Curiously, JPMorgan & Chase Co. (JPM) Chief Jamie Dimon stated, "home equity is subject to a deterioration," noting that 2% of their mortgages were at risk. This doesn't seem a lot, but he went on to say that this "might signal a recession ahead." Naturally, in true Alice in Wonderland fashion, this bought out "some" buyers in streetTRACKS SPDR Homebuilders ETF (XHB).
What the Fed does or doesn't do may impact real estate more than any other thing.
While energy gushed higher, airlines were hurt, but the overall transportation index as reflected by iShares Dow Jones Transportation Index ETF (IYT) barely budged. Why? Stronger overseas shippers pushing fuel surcharges and some truckers. Elsewhere, airlines and air cargo companies took a hit.

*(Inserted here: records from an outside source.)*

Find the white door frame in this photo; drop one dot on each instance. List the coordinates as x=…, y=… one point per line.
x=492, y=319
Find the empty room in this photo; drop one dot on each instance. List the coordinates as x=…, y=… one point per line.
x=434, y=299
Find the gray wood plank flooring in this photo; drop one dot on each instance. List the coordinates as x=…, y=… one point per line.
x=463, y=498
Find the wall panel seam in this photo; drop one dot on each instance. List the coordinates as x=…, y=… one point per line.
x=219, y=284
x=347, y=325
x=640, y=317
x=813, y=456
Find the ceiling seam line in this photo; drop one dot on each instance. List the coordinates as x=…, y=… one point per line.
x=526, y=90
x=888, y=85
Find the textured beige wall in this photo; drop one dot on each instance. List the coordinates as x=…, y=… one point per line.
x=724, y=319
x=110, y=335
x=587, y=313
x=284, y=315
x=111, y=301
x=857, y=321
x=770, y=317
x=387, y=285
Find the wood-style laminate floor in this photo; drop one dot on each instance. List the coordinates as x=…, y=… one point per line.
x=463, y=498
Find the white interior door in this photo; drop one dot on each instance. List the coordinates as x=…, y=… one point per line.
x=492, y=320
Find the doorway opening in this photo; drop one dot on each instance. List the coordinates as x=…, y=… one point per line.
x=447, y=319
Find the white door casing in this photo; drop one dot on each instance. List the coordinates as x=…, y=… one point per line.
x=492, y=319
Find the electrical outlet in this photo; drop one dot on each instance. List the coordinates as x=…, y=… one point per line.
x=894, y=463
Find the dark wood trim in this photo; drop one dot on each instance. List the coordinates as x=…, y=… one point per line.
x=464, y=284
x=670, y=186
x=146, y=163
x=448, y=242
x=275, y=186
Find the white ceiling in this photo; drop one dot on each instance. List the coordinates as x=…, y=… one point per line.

Emerging Markets, which were hit yesterday by some profit-taking, were all higher along with commodity markets.
Is water a commodity play? Why not!
Unlike yesterday it was an exciting day today. I hope everyone was on the right side of things -- especially in energy markets. Tomorrow is Fed Day, and we'll see if they do or say anything unexpected. From our perch everything in the economy looks okay, but then what do we know? One thing is true, the Fed and other central banks don't like high gold and commodity prices, since the former challenges their policies in the truest way.
We also have the PMI and GDP numbers tomorrow, and it's also the last day of January. Good riddance I say! By the way, Friday is employment data.
I guess the NY Times article was either right on causing the Saudi's to respond, or was just totally off the mark. We'll have to wait and see.
Disclaimer: Among other issues, the ETF Digest maintains positions in: PowerShares DB Base Metals Fund (DBB), PowerShares DB Agriculture Fund (DBA), PowerShares DB Precious Metals Fund (DBP), PowerShares DB G10 Currency Harvest Fund (DBV), S&P 500 Index (SPY), NASDAQ 100 Trust Shares ETF (QQQQ), First Trust DJ Internet Index ETF (FDN), iShares Russell 2000 Index ETF (IWM), MidCap SPDRs ETF (MDY), streetTRACKS Gold Trust ETF (GLD), Rydex S&P Equal Weight Consumer Discretionary ETF (RCD), iShares MSCI Emerging Markets ETF (EEM), iShares S&P Latin America 40 Index Fund (ILF), iShares MSCI Mexico Index ETF (EWW), iShares MSCI Brazil Index ETF (EWZ), iShares MSCI Australia Index Fund (EWA), iShares MSCI Malaysia (EWM), iShares Trust FTSE-Xinhua China 25 Index Fund (FXI), iPath MSCI India ETN (INP) and PowerShares Water Resources ETF (PHO).